For additional insight into the Eastern Conference Final, NHL.com has enlisted the help of Chris Dennis to break down the Tampa Bay Lightning. Dennis will be checking in throughout the Stanley Cup Playoffs.
Dennis spent 10 seasons with the Toronto Maple Leafs, including the past two as an assistant coach under Randy Carlyle and Peter Horachek. Prior to that he was the Maple Leafs' video coach for eight seasons.
The Tampa Bay Lightning have the unenviable role of having two days to dwell on their 7-3 loss to the New York Rangers in Game 6 of the Eastern Conference Final on Tuesday.
Lightning coach Jon Cooper could spend time going through the video and finding the positives, because besides allowing seven goals, there were points in the game when the Lightning played well.

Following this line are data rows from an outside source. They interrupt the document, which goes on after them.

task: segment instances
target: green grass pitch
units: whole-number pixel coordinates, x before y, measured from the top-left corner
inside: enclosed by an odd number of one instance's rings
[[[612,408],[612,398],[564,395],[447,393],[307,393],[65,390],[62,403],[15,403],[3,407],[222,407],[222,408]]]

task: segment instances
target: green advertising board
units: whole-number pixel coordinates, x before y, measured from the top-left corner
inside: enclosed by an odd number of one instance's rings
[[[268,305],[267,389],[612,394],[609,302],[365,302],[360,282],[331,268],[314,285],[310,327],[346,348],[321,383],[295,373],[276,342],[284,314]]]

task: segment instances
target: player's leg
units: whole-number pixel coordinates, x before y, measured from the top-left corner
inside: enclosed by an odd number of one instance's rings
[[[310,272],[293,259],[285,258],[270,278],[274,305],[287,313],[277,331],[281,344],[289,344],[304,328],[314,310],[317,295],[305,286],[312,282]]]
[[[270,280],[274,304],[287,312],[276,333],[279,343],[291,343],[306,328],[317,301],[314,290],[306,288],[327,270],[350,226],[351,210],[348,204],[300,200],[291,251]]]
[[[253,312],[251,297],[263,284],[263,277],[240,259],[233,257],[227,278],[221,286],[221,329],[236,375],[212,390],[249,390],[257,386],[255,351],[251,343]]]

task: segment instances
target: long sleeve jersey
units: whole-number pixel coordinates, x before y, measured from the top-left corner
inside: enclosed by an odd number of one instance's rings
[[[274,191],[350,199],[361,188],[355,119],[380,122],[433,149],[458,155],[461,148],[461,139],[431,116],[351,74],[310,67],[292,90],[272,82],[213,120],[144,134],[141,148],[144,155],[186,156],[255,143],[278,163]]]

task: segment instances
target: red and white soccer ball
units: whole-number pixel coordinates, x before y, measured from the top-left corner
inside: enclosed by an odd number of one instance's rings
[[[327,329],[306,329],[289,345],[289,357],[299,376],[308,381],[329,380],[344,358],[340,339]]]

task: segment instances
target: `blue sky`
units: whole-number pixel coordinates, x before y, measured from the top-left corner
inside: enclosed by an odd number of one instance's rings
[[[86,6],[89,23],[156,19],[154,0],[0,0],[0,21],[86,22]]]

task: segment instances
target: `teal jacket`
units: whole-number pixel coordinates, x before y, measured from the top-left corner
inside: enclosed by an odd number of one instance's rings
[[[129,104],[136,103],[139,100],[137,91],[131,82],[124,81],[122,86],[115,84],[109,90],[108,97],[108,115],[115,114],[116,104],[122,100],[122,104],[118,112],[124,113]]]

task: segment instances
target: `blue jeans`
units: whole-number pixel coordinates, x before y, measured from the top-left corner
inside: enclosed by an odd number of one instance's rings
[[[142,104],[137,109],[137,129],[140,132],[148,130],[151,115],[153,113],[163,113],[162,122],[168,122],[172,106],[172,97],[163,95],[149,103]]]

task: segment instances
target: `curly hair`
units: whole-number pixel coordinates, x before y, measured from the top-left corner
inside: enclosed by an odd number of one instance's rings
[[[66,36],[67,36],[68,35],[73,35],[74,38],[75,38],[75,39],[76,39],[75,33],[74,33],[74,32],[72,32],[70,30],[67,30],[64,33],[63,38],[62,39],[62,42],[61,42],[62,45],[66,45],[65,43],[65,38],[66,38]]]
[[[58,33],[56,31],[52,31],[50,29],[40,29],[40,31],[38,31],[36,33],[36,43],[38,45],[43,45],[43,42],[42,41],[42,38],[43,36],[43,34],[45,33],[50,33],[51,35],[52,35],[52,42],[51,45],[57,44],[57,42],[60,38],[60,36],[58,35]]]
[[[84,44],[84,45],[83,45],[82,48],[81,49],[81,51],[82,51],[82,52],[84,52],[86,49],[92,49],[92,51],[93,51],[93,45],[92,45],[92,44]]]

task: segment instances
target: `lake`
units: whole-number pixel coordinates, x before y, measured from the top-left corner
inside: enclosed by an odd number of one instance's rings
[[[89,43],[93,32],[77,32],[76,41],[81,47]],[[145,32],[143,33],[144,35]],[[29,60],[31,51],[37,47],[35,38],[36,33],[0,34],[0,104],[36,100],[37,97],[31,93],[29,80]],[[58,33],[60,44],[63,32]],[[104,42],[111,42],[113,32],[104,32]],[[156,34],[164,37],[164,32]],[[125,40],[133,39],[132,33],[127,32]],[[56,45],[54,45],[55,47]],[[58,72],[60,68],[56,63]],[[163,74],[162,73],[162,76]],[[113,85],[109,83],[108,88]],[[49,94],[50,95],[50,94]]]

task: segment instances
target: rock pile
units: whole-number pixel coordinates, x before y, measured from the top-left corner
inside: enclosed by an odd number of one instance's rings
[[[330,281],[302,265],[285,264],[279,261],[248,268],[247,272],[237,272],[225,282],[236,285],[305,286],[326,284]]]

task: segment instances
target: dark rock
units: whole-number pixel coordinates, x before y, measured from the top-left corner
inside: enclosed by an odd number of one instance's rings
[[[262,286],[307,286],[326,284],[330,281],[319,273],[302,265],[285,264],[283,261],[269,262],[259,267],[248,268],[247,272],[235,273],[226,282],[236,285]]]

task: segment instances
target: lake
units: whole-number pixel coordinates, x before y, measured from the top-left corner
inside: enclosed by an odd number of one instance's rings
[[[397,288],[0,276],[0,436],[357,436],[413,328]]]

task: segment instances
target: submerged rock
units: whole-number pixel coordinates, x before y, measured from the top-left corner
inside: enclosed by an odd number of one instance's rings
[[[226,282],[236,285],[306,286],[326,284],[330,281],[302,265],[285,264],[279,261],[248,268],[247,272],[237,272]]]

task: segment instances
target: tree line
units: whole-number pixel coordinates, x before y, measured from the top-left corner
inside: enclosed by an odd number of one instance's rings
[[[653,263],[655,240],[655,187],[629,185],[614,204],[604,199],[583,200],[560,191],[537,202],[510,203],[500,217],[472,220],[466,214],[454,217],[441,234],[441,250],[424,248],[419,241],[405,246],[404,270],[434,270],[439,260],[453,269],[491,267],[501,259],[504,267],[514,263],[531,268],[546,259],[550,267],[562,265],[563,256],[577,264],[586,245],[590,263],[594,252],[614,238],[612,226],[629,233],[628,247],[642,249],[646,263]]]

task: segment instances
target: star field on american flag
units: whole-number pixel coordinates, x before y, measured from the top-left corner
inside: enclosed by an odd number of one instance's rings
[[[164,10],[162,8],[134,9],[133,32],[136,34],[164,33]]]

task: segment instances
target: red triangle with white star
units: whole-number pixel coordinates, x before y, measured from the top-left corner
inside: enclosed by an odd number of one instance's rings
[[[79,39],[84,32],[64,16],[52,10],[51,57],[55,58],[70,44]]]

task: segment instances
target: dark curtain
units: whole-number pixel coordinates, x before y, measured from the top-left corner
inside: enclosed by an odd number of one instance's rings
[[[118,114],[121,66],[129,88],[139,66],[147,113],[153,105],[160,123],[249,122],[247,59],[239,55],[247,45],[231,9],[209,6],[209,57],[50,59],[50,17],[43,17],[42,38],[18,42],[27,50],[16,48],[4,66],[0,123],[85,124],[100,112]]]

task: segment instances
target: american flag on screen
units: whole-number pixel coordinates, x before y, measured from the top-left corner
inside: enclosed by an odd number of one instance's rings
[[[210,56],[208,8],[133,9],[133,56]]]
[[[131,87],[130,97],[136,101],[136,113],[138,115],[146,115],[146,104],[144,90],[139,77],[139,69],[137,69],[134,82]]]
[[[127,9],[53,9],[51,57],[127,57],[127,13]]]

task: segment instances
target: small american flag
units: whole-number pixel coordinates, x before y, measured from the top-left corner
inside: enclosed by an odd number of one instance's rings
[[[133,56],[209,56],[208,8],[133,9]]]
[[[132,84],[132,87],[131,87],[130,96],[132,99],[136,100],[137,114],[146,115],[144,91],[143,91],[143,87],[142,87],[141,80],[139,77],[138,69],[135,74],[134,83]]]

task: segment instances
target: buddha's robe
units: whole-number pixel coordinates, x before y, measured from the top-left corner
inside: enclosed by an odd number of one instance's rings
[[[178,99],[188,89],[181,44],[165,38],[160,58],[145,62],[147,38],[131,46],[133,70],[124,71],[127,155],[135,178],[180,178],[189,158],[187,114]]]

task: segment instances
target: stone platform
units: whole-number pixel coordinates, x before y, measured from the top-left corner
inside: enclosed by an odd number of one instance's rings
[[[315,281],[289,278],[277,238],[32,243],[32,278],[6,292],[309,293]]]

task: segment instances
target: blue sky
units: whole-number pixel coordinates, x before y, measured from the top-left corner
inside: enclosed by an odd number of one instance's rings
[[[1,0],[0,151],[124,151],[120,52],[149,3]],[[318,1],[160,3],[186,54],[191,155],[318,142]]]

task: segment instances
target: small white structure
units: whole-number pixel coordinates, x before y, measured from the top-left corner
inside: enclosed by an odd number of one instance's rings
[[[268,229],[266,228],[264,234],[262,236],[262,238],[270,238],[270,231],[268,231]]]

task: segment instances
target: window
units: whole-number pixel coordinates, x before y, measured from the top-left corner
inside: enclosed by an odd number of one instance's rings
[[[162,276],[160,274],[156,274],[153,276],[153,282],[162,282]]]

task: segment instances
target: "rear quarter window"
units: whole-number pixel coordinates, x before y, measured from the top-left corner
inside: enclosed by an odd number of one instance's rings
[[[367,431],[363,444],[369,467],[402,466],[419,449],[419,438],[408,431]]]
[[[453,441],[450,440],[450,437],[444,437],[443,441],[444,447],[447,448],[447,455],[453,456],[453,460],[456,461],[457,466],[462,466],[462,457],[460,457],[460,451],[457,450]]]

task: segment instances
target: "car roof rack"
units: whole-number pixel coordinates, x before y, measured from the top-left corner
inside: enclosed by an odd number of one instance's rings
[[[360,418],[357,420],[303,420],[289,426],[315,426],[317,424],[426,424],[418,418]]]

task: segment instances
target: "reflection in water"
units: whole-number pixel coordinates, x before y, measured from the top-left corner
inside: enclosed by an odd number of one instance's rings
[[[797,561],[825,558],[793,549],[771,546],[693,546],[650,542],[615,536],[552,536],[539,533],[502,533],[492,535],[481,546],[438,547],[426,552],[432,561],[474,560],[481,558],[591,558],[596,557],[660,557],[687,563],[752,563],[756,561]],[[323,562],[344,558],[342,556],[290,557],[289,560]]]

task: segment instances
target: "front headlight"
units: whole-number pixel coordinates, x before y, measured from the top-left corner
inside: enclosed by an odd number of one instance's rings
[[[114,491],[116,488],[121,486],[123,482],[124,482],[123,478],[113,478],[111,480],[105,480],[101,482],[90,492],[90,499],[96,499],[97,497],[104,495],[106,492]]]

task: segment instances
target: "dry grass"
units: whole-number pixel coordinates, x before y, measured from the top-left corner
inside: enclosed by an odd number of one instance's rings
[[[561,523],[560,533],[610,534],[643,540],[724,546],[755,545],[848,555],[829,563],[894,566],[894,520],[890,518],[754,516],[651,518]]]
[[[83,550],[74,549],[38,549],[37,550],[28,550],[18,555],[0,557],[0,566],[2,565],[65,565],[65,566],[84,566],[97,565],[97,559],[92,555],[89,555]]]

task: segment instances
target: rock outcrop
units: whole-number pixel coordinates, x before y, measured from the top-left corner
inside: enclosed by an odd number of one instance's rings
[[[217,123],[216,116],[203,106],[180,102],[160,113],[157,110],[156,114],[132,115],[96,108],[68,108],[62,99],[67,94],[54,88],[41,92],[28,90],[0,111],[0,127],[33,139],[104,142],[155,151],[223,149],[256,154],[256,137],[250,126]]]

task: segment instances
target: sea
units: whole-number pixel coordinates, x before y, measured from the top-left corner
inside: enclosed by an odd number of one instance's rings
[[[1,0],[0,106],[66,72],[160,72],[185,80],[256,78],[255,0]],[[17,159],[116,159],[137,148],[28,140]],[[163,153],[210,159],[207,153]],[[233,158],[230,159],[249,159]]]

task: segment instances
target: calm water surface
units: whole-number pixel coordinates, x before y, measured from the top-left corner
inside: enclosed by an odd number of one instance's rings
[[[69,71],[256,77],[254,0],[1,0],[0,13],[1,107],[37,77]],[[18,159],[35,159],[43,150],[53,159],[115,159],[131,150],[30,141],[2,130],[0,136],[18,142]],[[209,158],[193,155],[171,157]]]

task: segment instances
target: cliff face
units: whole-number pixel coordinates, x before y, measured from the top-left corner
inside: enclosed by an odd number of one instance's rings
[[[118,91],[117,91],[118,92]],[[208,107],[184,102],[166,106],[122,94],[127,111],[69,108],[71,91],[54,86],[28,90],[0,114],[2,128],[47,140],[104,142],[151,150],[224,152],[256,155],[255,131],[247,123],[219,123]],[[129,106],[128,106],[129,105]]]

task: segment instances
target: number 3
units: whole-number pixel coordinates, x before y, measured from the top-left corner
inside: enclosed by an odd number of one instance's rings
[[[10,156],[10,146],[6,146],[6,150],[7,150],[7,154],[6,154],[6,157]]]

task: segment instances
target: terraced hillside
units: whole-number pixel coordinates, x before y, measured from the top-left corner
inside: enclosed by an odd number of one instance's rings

However, Chris Dennis said he believes that whatever positives might have occurred in Game 6, the best thing the Lightning can do is put what happened behind them as quickly as possible.
"If you're at this point, you're one game away from the Stanley Cup Final," he said. "You can't be looking back on what happened last night. It's over. You have to move on and prepare for Game 7. You can't focus on what just happened. If there's strategic changes that the coaching staff feels they need to make to adapt to something the Rangers did differently, then you would look back on that. Other than that you're moving forward, and what's happened, happened. You have one game now to qualify for the Stanley Cup; that's what their focus will be."
The Lightning will also have to keep their focus through what should be a deluge of questions about the Rangers' dominance in Game 7s -- the Rangers have won won seven straight Game 7s at Madison Square Garden, dating to 1994 -- and Henrik Lundqvist's record in Game 7s; he's 6-1 with a 0.97 goals-against average, .966 save percentage, and one shutout.
Game 7 is Friday at Madison Square Garden (8 p.m. ET; NBCSN, CBC, TVA Sports).
"If that's what you're going to be focusing on, it makes your task that much more difficult," Dennis said. "It's one game, and his numbers are spectacular, but it's one game. That number can change drastically after this Game 7. All it does is speak to something they already knew; he's a great goaltender, he's one of the best in the League. He's a competitor. He brings it when series are on the line, but they know that. They can have some confidence in the fact they've scored on him a lot in this series. They did get three past him [Thursday] night; in most playoff games you score three goals, you should be right there for the win."
Though the Lightning are young, they have faced a lot of adversity during this run through the Stanley Cup Playoffs, from having to win Game 6 on the road against the Detroit Red Wings just to force Game 7 in the first round to losing two straight against the Montreal Canadiens in the second round after taking a 3-0 lead in the best-of-7 series. The Lightning had two days off after their loss in Game 5 against the Canadiens and responded with a win to close the series in Game 6.
"Having the confidence to know that you've done something like this before I'm sure will be a benefit to them," Dennis said. "We'll see. At the end of the day, it's a one-game thing. Anything can happen. They're just going to have to be prepared as possible for Game 7."
That includes a full commitment to playing defensive hockey. The Lightning allowed 34 shots on goal in Game 6, but the Rangers' total grew by period, from seven in the first, to 11 in the second, to 16 in the third, when the Rangers turned a 2-1 lead into a 6-2 advantage midway through the period.
"If they're committed to defense, they're a real tough team to play against, because they are so naturally gifted offensively," Dennis said. "They have to make sure they're committed to defense. If its 0-0 going into the third and they need one goal, they have to like their chances with their team. But commitment to defense is what I'd imagine the coaching staff will be stressing."